A true tale of wilderness adventure, Wilderness: A Quiet Journey of Adventure in Alaska describes the day to day experiences of Kent and his 9-year old son living in the remote solitude of Fox Island.

After lunch, we took a stroll on Fox Island's skipping stone beach and tried our hand at skipping the flat stones across the water. Try as we might, we only managed two skips. As we were reaching down for more rocks, Dave discovered this four-legged sea star. We recognized it right away having just learned about them at the Alaska Sealife Center. Unfortunately, when the tide went out, this little guy got left behind.

Fox Island is about 12 miles south from Seward. The island is located in a 24 mile-long estuary extending from the mouth of the Resurrection River to Harding Gateway and Blying Sound. Here we got our first look at the Pacific Ocean.

Humpbacked whales travel all the way from Hawaii to feed in the cold waters of Resurrection Bay. Tiny bait fish form balls that float just under the surface of the water. The shore birds spot them and begin diving. We watched as the birds congregated because a whale may soon follow. Whales can hear the excited chatter of the birds and it leads them to the bait balls.

The two sisters, with cameras in hand, wait patiently to snag their whaley quarry!

Captain! There be whales here! The whale approached the bait ball, scooped up the fish and returned to the water. We could easily see the hump rising and falling.

Fun whale fact - humpbacked whales need to stay partially awake to sleep. Breathing is not automatic. One part of their brain stays awake to remind them to breath. We followed a sleeping whale for a while, but it only broke the surface enough to exhale and inhale. We saw a number of whales feeding. Once they are satisfied, they turn tail and dive. If you see a fluke, chances are you won't see that whale for a while as they can stay under for 15 to 45 minutes.

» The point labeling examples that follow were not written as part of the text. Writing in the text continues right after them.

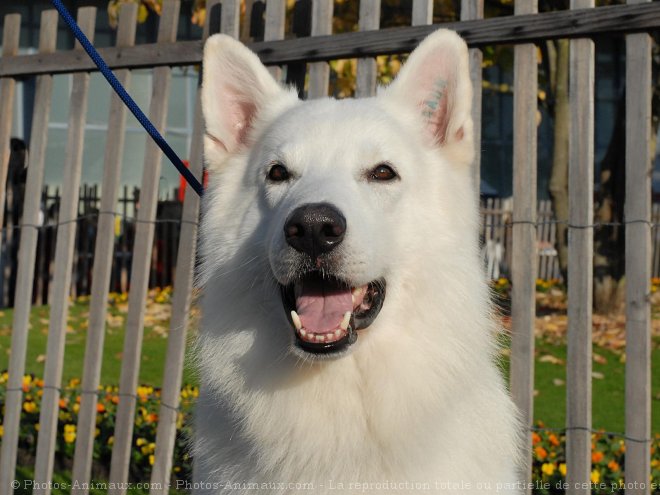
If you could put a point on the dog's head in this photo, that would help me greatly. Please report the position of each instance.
(325, 198)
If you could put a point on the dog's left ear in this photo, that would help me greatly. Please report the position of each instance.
(436, 81)
(236, 89)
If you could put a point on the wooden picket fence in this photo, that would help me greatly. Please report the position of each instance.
(163, 264)
(581, 23)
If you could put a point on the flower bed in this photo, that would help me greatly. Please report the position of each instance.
(144, 433)
(607, 462)
(549, 457)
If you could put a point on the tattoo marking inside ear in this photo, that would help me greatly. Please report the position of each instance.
(437, 95)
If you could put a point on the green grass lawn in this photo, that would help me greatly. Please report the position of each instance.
(550, 372)
(154, 346)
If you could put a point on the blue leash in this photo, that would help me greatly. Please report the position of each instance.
(126, 98)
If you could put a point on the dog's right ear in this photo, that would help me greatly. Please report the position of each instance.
(235, 90)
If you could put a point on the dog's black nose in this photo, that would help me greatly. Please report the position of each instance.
(315, 229)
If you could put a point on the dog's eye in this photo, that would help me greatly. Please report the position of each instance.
(382, 172)
(278, 173)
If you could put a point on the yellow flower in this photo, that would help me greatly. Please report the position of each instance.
(540, 452)
(69, 433)
(548, 468)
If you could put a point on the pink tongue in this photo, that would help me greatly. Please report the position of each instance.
(320, 307)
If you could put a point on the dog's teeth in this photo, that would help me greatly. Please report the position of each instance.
(296, 320)
(347, 319)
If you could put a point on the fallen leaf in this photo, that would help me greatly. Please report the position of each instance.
(599, 359)
(549, 358)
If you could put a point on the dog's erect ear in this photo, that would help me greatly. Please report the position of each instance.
(236, 87)
(436, 80)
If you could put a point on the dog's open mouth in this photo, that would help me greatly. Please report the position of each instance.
(326, 312)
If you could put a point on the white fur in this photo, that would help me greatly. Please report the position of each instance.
(419, 397)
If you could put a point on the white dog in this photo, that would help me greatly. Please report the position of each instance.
(347, 343)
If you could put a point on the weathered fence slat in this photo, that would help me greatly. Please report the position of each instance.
(181, 301)
(141, 262)
(319, 72)
(608, 20)
(231, 18)
(66, 236)
(422, 13)
(472, 10)
(656, 239)
(523, 271)
(367, 69)
(639, 90)
(10, 38)
(580, 265)
(102, 269)
(274, 28)
(27, 254)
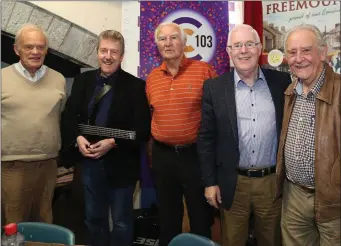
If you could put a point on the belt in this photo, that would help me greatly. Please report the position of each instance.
(257, 173)
(305, 188)
(176, 147)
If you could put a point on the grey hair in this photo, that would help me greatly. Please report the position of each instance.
(113, 36)
(240, 26)
(32, 27)
(182, 32)
(319, 37)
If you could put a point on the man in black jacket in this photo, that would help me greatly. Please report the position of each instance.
(238, 138)
(112, 98)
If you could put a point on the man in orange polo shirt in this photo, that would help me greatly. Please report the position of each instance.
(174, 91)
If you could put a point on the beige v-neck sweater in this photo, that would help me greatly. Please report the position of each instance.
(30, 115)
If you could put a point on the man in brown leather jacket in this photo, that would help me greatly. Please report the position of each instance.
(308, 162)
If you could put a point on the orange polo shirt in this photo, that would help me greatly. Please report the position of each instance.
(176, 101)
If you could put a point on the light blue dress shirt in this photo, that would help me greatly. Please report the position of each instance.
(256, 119)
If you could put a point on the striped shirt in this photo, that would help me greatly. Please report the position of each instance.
(176, 101)
(256, 119)
(299, 150)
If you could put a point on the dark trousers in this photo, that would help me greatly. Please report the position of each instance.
(178, 174)
(99, 196)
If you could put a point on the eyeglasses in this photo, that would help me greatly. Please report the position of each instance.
(39, 48)
(248, 45)
(165, 38)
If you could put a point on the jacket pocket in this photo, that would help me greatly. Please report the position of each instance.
(335, 175)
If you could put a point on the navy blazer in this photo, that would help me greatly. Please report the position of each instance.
(218, 143)
(129, 110)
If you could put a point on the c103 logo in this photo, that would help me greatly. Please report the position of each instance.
(146, 241)
(201, 39)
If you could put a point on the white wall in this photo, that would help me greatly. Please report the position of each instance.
(95, 16)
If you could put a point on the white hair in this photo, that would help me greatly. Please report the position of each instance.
(319, 37)
(241, 26)
(182, 32)
(31, 27)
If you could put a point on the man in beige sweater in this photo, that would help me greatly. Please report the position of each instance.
(32, 99)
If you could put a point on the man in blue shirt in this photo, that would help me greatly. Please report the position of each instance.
(237, 141)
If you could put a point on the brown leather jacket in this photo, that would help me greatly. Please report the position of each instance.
(327, 147)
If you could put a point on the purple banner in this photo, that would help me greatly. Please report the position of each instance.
(204, 22)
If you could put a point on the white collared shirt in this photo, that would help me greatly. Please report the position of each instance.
(37, 76)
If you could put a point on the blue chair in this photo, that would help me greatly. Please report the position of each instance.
(188, 239)
(46, 233)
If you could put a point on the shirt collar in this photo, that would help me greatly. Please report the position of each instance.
(183, 63)
(237, 78)
(298, 89)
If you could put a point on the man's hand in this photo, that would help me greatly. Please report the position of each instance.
(212, 194)
(83, 146)
(149, 152)
(100, 148)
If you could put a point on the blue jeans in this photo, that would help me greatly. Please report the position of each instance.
(99, 196)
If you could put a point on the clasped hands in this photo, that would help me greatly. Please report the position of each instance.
(213, 196)
(96, 150)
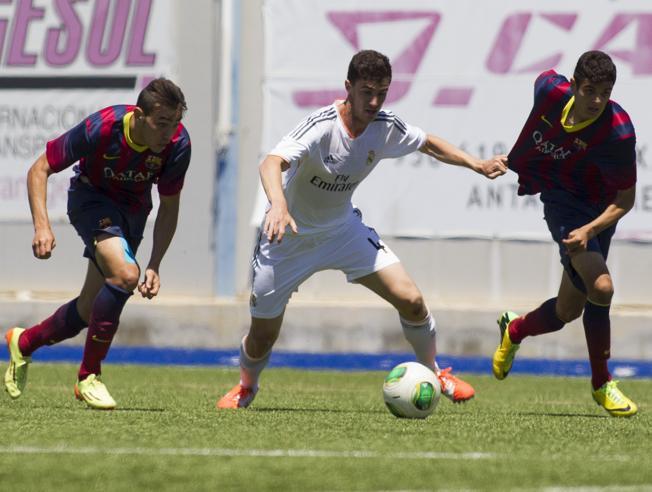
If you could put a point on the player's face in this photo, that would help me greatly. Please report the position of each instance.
(156, 129)
(590, 98)
(367, 97)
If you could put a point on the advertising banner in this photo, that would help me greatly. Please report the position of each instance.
(62, 60)
(464, 71)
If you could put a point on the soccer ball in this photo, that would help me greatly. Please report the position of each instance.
(411, 390)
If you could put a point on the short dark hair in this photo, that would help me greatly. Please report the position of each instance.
(369, 65)
(595, 66)
(163, 92)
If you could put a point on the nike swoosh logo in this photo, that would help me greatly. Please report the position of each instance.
(95, 339)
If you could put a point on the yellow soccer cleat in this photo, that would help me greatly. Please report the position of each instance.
(16, 375)
(504, 354)
(93, 392)
(609, 397)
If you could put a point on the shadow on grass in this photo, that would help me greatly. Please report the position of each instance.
(560, 414)
(314, 410)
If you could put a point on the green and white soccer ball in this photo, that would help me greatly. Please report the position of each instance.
(411, 390)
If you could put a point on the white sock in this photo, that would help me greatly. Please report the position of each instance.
(251, 368)
(421, 335)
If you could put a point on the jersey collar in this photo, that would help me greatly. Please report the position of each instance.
(126, 120)
(577, 127)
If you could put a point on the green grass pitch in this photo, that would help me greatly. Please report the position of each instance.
(310, 430)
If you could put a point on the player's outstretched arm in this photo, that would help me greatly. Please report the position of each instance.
(577, 239)
(164, 228)
(446, 152)
(277, 217)
(37, 188)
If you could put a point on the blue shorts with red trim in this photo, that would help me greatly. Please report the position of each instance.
(563, 212)
(91, 214)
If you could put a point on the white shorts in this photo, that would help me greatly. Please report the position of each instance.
(279, 269)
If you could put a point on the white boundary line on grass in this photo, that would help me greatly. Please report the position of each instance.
(257, 453)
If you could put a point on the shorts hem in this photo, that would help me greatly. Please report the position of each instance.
(354, 277)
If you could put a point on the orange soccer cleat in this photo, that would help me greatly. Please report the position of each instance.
(238, 397)
(454, 388)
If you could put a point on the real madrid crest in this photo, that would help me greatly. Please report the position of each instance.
(370, 157)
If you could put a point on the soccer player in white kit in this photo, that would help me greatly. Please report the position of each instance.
(309, 179)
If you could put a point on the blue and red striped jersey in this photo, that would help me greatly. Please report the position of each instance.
(591, 161)
(116, 166)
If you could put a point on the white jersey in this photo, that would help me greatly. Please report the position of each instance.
(327, 165)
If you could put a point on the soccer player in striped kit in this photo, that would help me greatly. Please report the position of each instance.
(577, 149)
(122, 150)
(309, 178)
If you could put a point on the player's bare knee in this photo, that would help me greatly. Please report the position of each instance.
(126, 277)
(602, 290)
(570, 310)
(569, 313)
(412, 306)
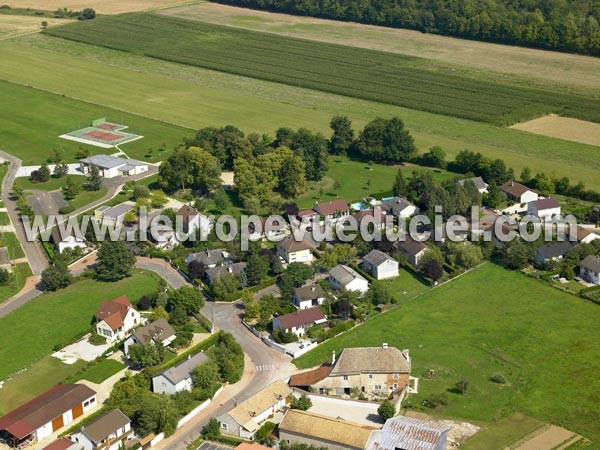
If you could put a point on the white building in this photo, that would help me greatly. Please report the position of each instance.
(116, 318)
(113, 166)
(178, 378)
(380, 265)
(109, 432)
(344, 277)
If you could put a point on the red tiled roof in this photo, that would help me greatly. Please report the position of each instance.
(27, 418)
(301, 317)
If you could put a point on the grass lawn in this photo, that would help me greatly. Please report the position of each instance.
(200, 97)
(495, 321)
(56, 318)
(99, 372)
(503, 433)
(41, 376)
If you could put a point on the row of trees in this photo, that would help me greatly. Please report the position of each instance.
(560, 24)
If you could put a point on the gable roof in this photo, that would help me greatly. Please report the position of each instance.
(302, 317)
(27, 418)
(371, 360)
(245, 412)
(183, 370)
(159, 330)
(377, 258)
(114, 312)
(591, 262)
(326, 428)
(410, 434)
(344, 274)
(104, 426)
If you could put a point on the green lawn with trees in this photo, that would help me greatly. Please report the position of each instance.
(487, 323)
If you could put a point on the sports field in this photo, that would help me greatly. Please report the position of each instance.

The rocky shoreline makes a great resting spot for these Stellar Sea Lions. These sea lions are the largest members of the Otariid, or “eared seal,” family. The eared seals differ from the phocids, or “earless” seals, by having visible external ear flaps and long hind flippers that can be turned under, making travel on land easy.

Female sea lions average seven feet in length and about 600 pounds. Male sea lions, slightly longer at nine feet, weigh more than twice as much as females at an average of 1,500 pounds with “beach masters” reaching up to 2,400 pounds. This big guy was definitely king of his "beach."

Before long it was time to head back into port. We had perfect weather for our tour, saw lots of sea life and learned some cool things. Nothing left to do but sit back and relax.  As we passed behind Fox Island, we got a glimpse of this "ghost forest,"  a forest of dead trees that died in the '64 Quake when this area was shaken and its elevation changed.  These trees' roots were exposed to saltwater as a result of the quake.  The saltwater killed them, while also preserving their dead trunks and branches.